環境保全型農業という言葉、あるいは政策は、農薬や化学肥料を沢山使う農業を方向転換して、環境にやさしい農業に切り換えようという考えがキッカケになったことは世間で知られていることである。そのこと自体、私は何も疑問を差し挟むものではない。
日本で、農薬・化学肥料を沢山使う農業に疑問を抱き、それを何とかして農業本来の技術を取り戻せないか、ということから「日本有機農業究会」が一楽氏を中心に発足したのが1971年だった。この研究会では、いわゆる有機栽培方法を農業技術としてどう作り上げるか、言い換えれば、近代化農業の道をまっしぐらに進んできた日本農業が、地力を低下させ、水を汚染し、農民の体を蝕み、という事態を生み出したことに対する警告の意味を持っていた。それが今から30年も前に行われていたことに、一楽氏らの先見性を見いだすことができる。
一楽氏らの提起は、難しく言えば「日本農法革命」の提起と言えよう。しかし、当時は、農林省も消費者も農民も研究者もそれに極めて冷淡・無視の態度であった。恐らく、それを受け入れれば、農業の近代化が遅れるという危惧があったのであろう。
◆環境保全型農業では生産性の低下は常識
農水省の公式の文書で「環境保全型農業」の言葉が現れるのは1991年の『農業白書』においてである。それは「農業の生産性向上と環境保全との調和のとれた環境保全型農業を確立することが重要」というものである。生産性向上と環境保全農業とが調和をとれると本気で考えたとすれば、それは行政の姿勢を疑われても止むを得ないだろう。
何故なら、環境保全農業(有機農業)は、手間と時間がかかる、いわば効率性の低い生産にならざるを得ないから、生産性向上(労働生産性向上)は低下するのが常識だからである。
この時期に農水省が何故環境保全型農業の言葉を使いはじめたのか、探って見る価値がありそうだ。
◆国際的課題を国内では論点すりかえて
当時すでに、特に消費者から、農薬と化学肥料の多投に疑問・危険を感じはじめたこと、それが世論に高まり始めたこと、これらが直接のキッカケであったと思われる。

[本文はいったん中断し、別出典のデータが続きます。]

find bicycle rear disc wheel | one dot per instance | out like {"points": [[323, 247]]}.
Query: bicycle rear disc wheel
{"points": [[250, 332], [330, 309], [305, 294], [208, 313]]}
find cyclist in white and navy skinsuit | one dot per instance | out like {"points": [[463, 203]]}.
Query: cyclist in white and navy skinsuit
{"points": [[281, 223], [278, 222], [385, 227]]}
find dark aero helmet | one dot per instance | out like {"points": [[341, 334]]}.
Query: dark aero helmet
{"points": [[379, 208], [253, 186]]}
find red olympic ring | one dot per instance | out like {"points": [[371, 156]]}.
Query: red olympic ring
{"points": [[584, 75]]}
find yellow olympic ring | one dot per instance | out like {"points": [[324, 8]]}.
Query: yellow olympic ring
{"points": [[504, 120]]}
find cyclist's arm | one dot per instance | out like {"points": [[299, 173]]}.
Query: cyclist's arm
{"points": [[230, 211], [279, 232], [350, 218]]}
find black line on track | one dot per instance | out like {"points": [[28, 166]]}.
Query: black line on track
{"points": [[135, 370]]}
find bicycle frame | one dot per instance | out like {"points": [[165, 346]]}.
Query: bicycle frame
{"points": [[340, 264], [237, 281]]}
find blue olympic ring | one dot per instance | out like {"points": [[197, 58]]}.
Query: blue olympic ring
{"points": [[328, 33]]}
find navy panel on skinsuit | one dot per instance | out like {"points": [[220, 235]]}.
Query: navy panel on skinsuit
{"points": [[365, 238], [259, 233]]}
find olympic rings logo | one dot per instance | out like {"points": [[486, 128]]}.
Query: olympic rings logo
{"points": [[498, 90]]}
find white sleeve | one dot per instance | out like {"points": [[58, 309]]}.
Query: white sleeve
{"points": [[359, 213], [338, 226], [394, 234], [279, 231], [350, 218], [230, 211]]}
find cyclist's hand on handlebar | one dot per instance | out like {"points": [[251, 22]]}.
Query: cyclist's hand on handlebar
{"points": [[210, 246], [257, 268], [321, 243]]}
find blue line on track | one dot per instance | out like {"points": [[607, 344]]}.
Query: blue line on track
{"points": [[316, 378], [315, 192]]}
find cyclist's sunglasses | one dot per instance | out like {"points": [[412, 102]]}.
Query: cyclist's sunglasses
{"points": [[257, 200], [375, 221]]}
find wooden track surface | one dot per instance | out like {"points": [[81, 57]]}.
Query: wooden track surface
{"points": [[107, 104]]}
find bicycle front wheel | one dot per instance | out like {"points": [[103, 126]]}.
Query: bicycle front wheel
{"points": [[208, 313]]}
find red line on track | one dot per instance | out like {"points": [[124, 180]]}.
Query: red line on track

しかし、問題はもっと深いところにあったと見ることができる。
国連のFAO(食料・農業機構)が、1980年代にすでに「持続的農業の発展」(Deveropment of Sustainable Agriculture)の方向を出し、88年にそれの定義をまとめている。それによると、「持続的農業は、環境の特徴を維持、向上し、また天然資源を保全しつつ、人類の変換する諸要求を満たすために、資源管理への周到な配慮の下に行う農業(「国際農業研究協議グループ」の「技術諮問委員会」)と定義づけている。
そして、次のような詳細で具体的な内容を整理している。
「持続性の決定要因」=生産体系の基盤を構築する生物的(遺伝資源、育種、病害虫総合防除)要因、物理的(土砂、水、大気、有害物質、エネルギー)要因、社会経済的(農業政策、生産基盤、農民組織、制度普及、研修)要因。
「持続性」の研究戦略=本来的な生産性増強への努力、資源管理への留意。
「持続性研究の最重要課題」=食糧や衣料について急増しつつある諸問題を包括する開発途上国の要望にこたえるものでなければならない。
「持続的農業と資材投入」=持続的農業という概念は、有機農業や低投入農業のような栽培方法による代替技術と同等ではない。総合的に管理された作付け体系では、現行の単作体系の場合よりも、単位生産当たりの化学肥料・農薬・抗生物質の使用料の軽減を達成する場合が多い。このことは経済的にも生態的にも大きな利点を有している。
「持続性の脅威に対する認識」=人口圧、国際貿易制度の変化、農業集約度の変化などの結果として、今後の十年間においてこの脅威は緊急性を促すと考えている。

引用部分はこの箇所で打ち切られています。